Where they’re dropping
The mic permission prompt is the cliff. 38% of users bail right there — before they’ve typed a word, before they’ve seen the interface, before they have any reason to trust the app.
Here’s the problem: we’re asking for microphone access before we’ve given people a reason to care. The permission dialog appears, iOS shows the scary “Draft would like to access your microphone” prompt, and most people tap “Don’t Allow” on instinct.
This isn’t a trust problem. It’s a sequencing problem.
The remaining dropoff is scattered across the rest of onboarding — a few people at the empty state, a few more at the first prompt screen. But nothing like that 38% cliff.
What this means
The core product works. The 12% who make it to their first generated message — they get it immediately. The feedback from that cohort is strong.
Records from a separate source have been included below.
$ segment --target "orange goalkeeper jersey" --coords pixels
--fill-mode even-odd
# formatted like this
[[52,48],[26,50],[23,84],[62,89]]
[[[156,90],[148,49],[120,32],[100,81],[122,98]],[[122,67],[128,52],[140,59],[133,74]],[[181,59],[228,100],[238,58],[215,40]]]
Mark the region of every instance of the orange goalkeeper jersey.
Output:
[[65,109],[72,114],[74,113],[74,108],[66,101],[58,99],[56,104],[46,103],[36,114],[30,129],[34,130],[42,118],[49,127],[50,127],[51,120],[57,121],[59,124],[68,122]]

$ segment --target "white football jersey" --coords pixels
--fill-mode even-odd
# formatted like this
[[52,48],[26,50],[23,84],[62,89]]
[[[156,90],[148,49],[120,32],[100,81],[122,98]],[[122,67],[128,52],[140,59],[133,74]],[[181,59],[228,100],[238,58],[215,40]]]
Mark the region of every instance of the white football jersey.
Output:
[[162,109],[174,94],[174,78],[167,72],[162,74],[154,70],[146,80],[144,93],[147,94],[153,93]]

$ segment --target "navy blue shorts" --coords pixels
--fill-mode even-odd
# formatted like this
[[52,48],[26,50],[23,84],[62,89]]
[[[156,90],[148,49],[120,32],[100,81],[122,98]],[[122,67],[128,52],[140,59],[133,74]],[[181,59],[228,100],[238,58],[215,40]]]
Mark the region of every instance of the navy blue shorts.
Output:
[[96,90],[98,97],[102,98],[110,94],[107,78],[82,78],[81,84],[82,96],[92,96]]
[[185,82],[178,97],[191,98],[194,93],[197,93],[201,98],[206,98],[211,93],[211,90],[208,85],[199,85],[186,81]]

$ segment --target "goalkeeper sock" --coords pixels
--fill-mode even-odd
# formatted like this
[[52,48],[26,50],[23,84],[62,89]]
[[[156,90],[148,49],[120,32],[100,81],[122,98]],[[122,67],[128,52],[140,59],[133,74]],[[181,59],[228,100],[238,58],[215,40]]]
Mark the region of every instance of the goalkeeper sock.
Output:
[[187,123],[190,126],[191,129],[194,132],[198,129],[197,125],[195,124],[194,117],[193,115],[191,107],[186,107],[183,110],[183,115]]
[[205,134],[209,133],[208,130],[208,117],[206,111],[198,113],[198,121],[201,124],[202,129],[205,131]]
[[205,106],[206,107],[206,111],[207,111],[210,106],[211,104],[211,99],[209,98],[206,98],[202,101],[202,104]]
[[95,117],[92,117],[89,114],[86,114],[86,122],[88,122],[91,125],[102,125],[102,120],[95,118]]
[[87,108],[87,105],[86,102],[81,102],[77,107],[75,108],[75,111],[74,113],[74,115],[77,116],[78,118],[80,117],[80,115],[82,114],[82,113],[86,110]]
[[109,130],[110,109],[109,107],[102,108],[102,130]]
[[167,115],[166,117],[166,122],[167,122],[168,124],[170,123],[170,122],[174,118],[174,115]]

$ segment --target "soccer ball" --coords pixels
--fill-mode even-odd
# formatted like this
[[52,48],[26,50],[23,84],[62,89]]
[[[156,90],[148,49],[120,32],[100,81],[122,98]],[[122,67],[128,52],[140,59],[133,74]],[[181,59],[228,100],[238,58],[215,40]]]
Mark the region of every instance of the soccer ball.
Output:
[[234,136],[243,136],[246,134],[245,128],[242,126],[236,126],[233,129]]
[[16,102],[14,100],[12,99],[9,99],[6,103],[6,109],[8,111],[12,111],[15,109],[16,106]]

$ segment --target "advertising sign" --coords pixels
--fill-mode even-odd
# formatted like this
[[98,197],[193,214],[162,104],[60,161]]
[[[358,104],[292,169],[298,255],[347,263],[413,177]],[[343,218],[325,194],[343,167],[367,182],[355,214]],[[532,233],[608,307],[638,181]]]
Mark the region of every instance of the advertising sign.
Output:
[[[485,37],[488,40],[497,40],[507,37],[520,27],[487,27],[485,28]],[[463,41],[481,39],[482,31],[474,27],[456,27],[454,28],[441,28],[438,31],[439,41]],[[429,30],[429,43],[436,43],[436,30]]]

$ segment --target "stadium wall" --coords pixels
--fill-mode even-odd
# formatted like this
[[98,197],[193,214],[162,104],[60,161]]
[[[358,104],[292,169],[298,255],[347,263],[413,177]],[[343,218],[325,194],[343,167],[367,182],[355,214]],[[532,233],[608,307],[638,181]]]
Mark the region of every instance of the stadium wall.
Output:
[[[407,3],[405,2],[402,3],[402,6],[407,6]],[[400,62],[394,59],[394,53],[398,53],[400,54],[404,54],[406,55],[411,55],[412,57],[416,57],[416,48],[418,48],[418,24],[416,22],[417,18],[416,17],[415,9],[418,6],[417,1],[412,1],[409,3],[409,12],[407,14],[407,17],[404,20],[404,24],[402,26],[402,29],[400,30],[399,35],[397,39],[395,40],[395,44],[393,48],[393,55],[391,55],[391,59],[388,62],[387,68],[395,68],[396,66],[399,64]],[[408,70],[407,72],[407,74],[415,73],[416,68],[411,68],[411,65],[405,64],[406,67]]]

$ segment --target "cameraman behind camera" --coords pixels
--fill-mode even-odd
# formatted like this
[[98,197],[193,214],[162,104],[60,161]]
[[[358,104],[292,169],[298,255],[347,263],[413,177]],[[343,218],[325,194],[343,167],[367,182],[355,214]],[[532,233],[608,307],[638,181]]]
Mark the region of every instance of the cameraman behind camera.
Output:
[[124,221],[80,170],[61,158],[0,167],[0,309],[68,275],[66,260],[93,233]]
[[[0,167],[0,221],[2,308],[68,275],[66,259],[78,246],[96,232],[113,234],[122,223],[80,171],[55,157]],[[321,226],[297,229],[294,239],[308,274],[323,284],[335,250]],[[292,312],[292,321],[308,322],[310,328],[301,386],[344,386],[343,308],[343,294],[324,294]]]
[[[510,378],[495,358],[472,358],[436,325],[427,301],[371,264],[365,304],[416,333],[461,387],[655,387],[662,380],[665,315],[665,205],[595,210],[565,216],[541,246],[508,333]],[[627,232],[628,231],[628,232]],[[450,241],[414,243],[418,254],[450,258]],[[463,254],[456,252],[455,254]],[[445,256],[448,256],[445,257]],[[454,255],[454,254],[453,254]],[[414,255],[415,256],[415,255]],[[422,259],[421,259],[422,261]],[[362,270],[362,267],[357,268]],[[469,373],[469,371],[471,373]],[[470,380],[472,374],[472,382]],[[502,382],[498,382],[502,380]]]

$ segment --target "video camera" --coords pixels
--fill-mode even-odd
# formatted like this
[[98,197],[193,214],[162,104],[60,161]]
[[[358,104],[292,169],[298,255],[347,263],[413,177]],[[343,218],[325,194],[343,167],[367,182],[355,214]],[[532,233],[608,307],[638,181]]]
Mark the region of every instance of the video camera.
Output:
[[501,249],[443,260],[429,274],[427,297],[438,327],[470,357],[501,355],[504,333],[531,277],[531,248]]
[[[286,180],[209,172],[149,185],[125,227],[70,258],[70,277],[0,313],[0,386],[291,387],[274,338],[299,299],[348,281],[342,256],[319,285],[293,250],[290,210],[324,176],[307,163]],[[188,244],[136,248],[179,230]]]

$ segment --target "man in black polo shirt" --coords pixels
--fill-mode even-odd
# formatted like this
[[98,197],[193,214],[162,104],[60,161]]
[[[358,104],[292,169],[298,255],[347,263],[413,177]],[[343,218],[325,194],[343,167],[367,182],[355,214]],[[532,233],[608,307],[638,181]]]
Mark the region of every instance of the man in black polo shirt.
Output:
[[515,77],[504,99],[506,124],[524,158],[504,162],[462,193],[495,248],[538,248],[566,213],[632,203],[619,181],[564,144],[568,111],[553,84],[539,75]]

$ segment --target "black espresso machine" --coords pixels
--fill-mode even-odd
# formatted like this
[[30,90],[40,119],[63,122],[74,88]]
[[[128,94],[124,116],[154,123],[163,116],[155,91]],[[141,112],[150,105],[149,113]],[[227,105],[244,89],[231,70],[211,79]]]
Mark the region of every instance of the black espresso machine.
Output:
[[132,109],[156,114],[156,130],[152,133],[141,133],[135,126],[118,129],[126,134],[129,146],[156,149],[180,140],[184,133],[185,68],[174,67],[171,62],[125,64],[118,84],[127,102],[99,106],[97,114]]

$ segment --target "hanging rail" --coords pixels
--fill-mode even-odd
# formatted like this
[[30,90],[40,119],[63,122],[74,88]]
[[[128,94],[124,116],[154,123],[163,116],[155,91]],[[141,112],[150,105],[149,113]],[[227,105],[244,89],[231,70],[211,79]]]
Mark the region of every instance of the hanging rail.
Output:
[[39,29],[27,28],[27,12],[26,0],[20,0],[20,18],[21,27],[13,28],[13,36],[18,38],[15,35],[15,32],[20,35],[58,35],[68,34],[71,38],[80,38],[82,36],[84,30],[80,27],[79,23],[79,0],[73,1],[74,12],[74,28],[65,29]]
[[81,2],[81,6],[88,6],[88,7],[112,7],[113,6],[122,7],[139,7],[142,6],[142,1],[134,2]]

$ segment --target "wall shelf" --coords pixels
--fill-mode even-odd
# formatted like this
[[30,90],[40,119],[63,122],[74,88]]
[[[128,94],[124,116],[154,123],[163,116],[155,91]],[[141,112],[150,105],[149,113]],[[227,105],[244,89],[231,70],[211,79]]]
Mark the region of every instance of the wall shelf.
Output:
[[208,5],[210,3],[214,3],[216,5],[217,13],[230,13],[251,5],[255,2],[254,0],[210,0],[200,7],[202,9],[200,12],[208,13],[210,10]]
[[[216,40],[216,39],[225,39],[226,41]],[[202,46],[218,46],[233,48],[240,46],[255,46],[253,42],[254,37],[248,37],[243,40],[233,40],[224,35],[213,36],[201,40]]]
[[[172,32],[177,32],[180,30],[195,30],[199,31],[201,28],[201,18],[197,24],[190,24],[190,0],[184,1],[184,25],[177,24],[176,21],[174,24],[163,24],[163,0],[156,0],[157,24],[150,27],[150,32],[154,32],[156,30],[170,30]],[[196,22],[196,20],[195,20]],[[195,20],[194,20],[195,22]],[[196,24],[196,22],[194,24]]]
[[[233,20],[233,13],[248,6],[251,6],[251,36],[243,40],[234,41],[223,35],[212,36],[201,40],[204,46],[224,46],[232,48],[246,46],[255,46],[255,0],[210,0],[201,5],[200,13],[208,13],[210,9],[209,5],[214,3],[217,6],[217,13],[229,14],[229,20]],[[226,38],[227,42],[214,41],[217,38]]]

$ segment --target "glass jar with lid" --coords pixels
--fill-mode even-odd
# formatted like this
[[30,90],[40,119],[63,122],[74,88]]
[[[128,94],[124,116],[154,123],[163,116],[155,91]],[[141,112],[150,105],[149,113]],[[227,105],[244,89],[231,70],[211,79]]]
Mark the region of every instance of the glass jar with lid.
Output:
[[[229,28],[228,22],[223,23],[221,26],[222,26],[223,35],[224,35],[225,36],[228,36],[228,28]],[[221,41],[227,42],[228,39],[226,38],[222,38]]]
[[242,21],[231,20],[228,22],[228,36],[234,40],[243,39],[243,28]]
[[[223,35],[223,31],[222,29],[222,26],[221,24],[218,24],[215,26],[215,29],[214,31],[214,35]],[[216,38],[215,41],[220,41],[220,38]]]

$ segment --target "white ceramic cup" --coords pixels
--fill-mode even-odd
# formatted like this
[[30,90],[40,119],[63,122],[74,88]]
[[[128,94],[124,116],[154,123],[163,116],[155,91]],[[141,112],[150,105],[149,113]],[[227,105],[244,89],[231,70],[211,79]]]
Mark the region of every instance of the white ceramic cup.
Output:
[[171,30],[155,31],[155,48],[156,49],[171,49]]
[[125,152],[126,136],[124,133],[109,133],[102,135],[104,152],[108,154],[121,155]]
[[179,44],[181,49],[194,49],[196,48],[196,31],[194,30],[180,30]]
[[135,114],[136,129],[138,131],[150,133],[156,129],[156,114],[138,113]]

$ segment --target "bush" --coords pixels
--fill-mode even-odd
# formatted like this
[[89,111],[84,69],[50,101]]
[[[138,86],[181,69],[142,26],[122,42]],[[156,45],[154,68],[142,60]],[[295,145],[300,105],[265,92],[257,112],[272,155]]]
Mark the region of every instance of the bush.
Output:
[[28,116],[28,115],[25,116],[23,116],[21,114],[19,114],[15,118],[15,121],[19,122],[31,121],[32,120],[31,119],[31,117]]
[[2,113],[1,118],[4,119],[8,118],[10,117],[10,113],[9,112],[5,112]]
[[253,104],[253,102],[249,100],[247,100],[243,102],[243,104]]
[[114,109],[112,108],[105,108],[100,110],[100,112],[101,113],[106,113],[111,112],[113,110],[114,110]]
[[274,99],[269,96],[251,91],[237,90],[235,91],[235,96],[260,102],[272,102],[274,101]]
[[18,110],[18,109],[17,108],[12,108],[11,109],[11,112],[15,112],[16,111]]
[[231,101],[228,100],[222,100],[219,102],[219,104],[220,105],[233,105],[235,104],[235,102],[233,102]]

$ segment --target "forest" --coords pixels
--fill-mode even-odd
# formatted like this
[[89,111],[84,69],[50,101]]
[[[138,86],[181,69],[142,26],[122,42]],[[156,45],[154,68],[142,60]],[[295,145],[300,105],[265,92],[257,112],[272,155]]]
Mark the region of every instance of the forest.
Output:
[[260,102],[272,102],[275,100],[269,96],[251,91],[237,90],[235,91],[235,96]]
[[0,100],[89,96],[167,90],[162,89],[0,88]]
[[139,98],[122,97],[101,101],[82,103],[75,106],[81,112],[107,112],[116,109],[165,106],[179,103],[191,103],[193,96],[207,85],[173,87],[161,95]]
So this isn’t a product problem, it’s a funnel problem.
The fix isn’t to remove the mic permission (we need it). The fix is to earn it first.
Show the voice-to-text working on a sample clip. Let people see the output before they’re asked to give anything up. Then ask for the mic.
This is a two-way door. Easy to test, easy to reverse. Next build adds a value-first onboarding flow before any permission prompt.
Red bar. But a useful one — now we know exactly where to look.